By Islamiyat Kareem
The drilling and completion of horizontal development wells represents one of the most technically demanding—and potentially rewarding—operations in field development. When First Hydrocarbon Nigeria targeted production acceleration across OML 26’s Ogini field in 2019, the engineering team faced a challenge that would test their capabilities: design, plan, and execute horizontal wells capable of delivering step-change production increases while managing the geological complexities inherent to Niger Delta formations.
Joshua Ozor, a seasoned drilling engineer with comprehensive experience across the well delivery lifecycle, played a central role in the campaign that would ultimately generate 3,000 barrels of oil per day in incremental production from two horizontal wells—Ogini-27 and Ogini-28. The project showcased not just technical execution, but strategic thinking about how well architecture unlocks reservoir value.
Horizontal drilling demands precision in directional control, with trajectories designed to maximize reservoir contact while avoiding geological hazards and maintaining wellbore stability. Joshua Ozor’s work on well path planning, survey data management, and anti-collision analysis proved critical as the team steered bits through target pay zones. The operations required continuous monitoring of downhole parameters, real-time adjustments to drilling fluid programs, and coordination with measurement-while-drilling service providers to ensure geological objectives were met.
The 2020 campaign also included two sidetrack operations that added another 2,000 barrels per day, demonstrating the value of salvaging wells that initially missed targets or encountered mechanical difficulties. Sidetracking—essentially drilling a new wellbore from an existing hole—presents unique challenges in torque management and hole cleaning, particularly in deviated sections where cuttings tend to accumulate. Joshua Ozor’s experience with torque-drag analysis and advanced hole cleaning techniques, developed through years of wellsite problem-solving, proved instrumental in successful execution.
These achievements occurred against the backdrop of Joshua Ozor’s promotion to Senior Drilling Engineer in early 2022, a recognition of his expanding influence on OML 26’s technical strategy. His responsibilities grew to encompass not just individual well delivery, but multi-well campaign coordination, budget management, and mentorship of younger engineers. The role positioned him to implement systematic improvements across the asset’s drilling operations.
The 2022 Isoko field production ramp-up elevated Joshua Ozor’s impact to new levels. Planning and executing the drilling and completion of Isoko-8, -9, and -10 generated 8,500 barrels of oil per day—the largest production increase of his career to that point. More significantly, the Isoko-8 appraisal well being the deepest well (18,200ft-MD) onshore Niger Delta confirmed substantial previously unbooked reserves: 20 million barrels of condensate and 400 billion standard cubic feet of gas. The discovery vindicated the geological model that guided well placement and demonstrated how technically sound drilling execution enables reserve growth.
Ozor’s work during this period reflected mastery of the full drilling engineering toolkit.
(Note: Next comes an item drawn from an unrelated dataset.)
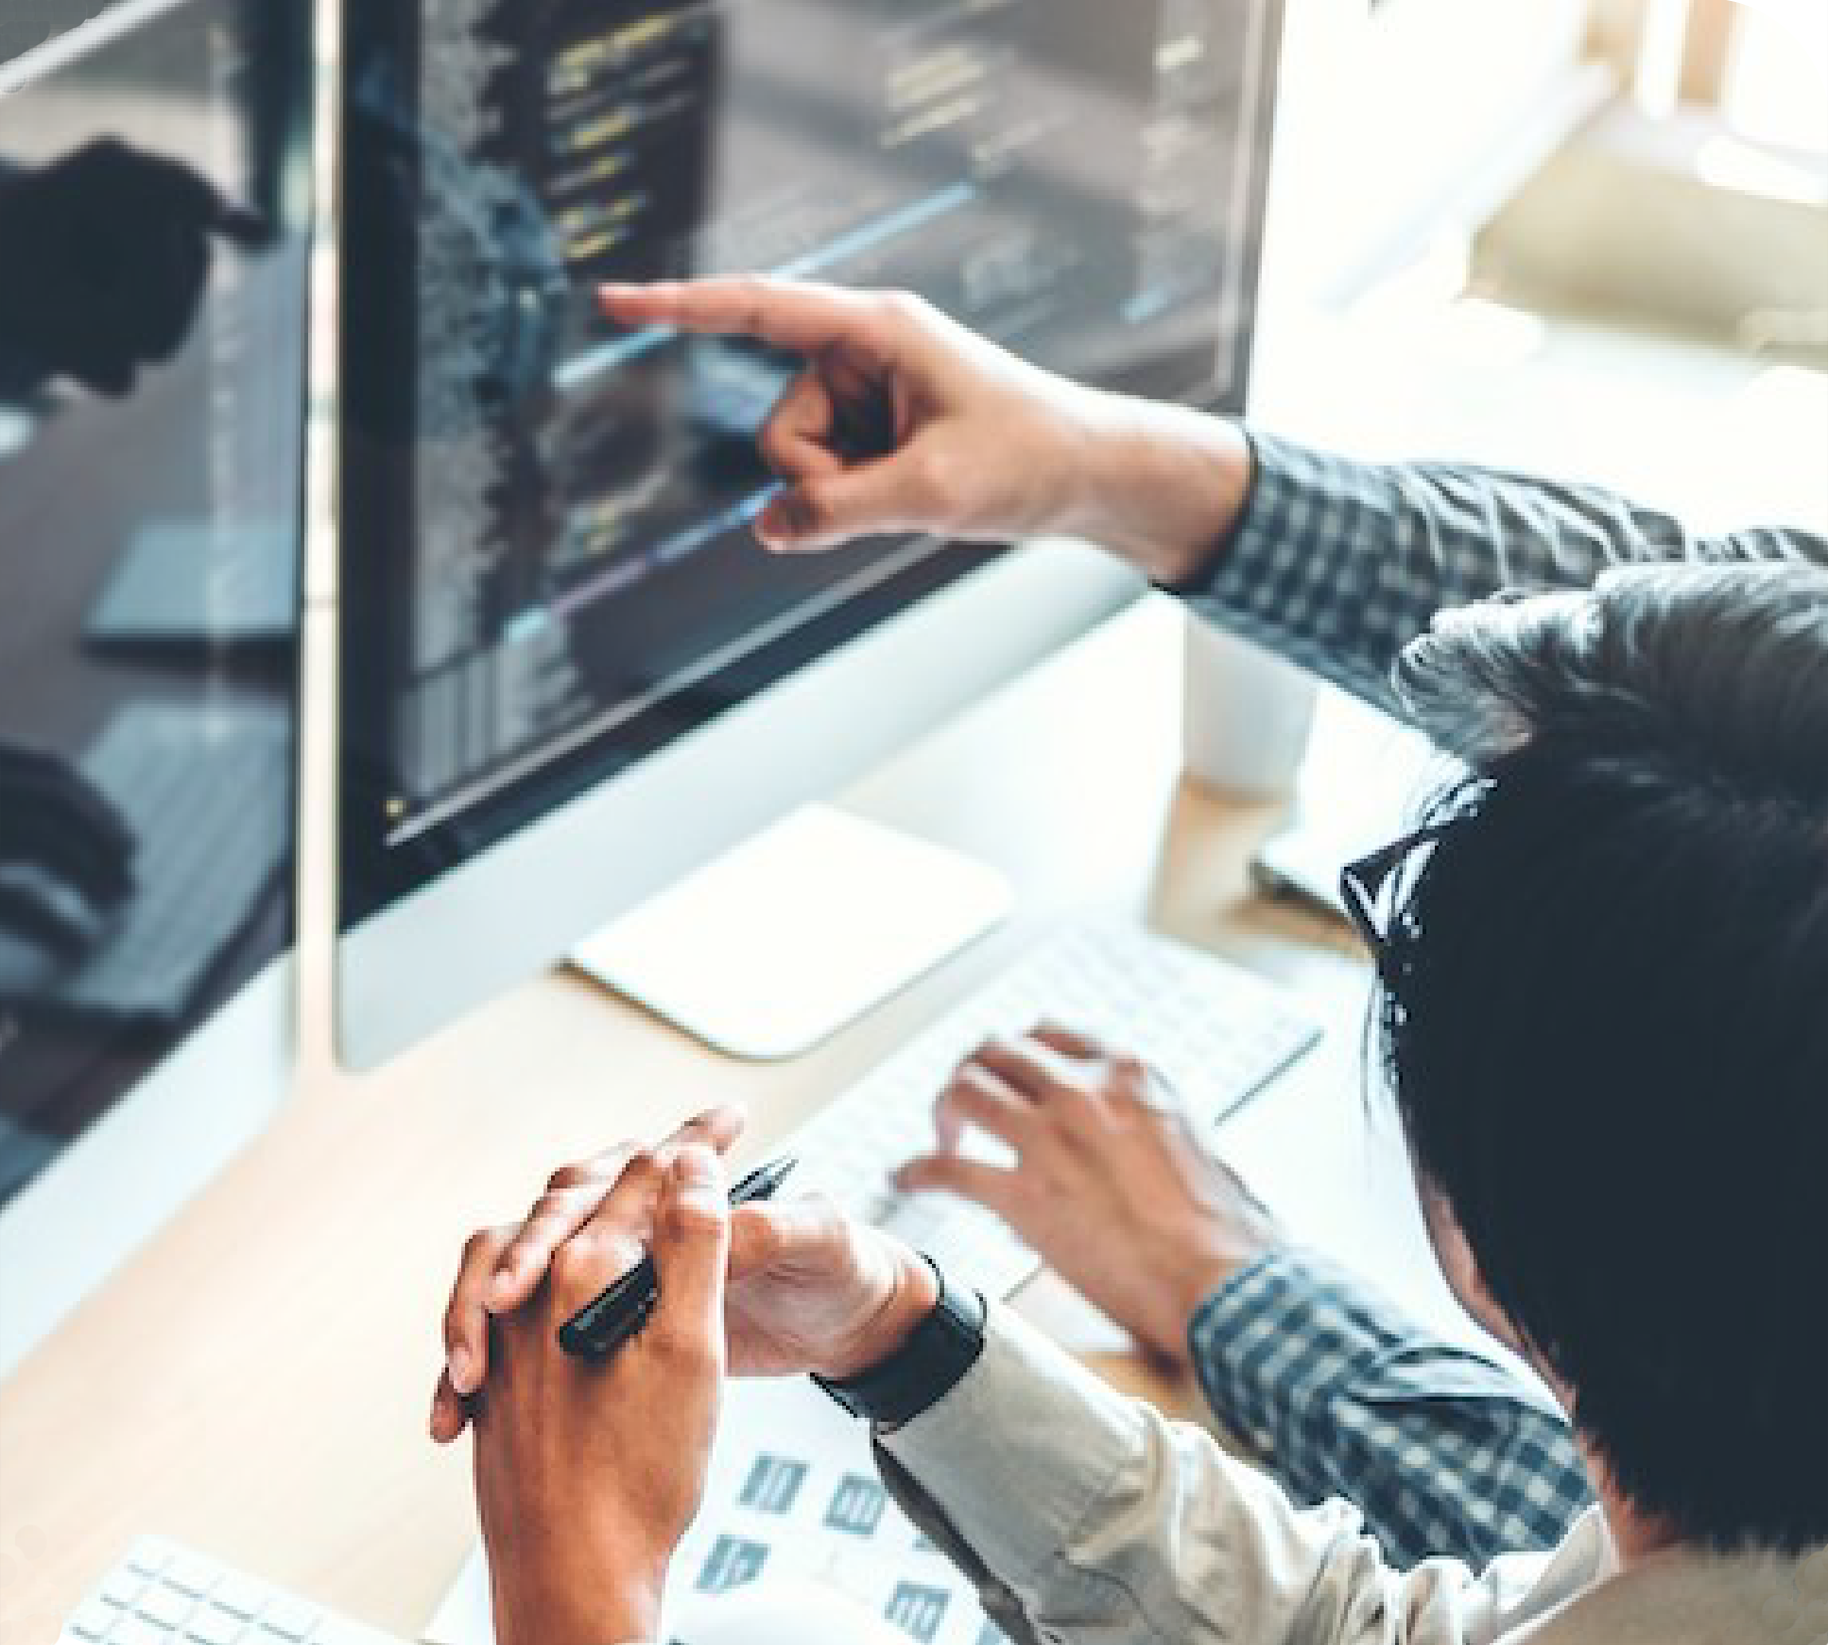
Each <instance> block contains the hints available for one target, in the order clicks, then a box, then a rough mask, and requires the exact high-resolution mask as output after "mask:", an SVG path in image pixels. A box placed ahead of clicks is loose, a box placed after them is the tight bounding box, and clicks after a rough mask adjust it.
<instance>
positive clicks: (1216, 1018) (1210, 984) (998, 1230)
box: [782, 927, 1320, 1296]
He developed predictive models for well cost and time estimation, optimized bit and bottomhole assembly selection for formation-specific performance, and implemented drilling optimization techniques that reduced well delivery time by 30% compared to earlier campaigns in Ogini field. His work achieved a 5% reduction in non-productive time while enhancing safety compliance—incremental improvements that compound into substantial economic benefits across multi-well programs.
Beyond technical execution, Ozor demonstrated leadership in contractor performance management, supply chain coordination, and cross-functional collaboration with geoscience and reservoir engineering teams. His ability to translate subsurface objectives into executable drilling plans—and then adapt those plans based on real-time data—embodied the integrated approach increasingly required in mature field development.
By 2022, Joshua Ozor had evolved from a promising young engineer into a senior technical leader whose work directly shaped OML 26’s production trajectory. His achievements illustrated how sustained excellence in drilling execution, combined with strategic thinking about field development, creates lasting value in Nigeria’s onshore basins.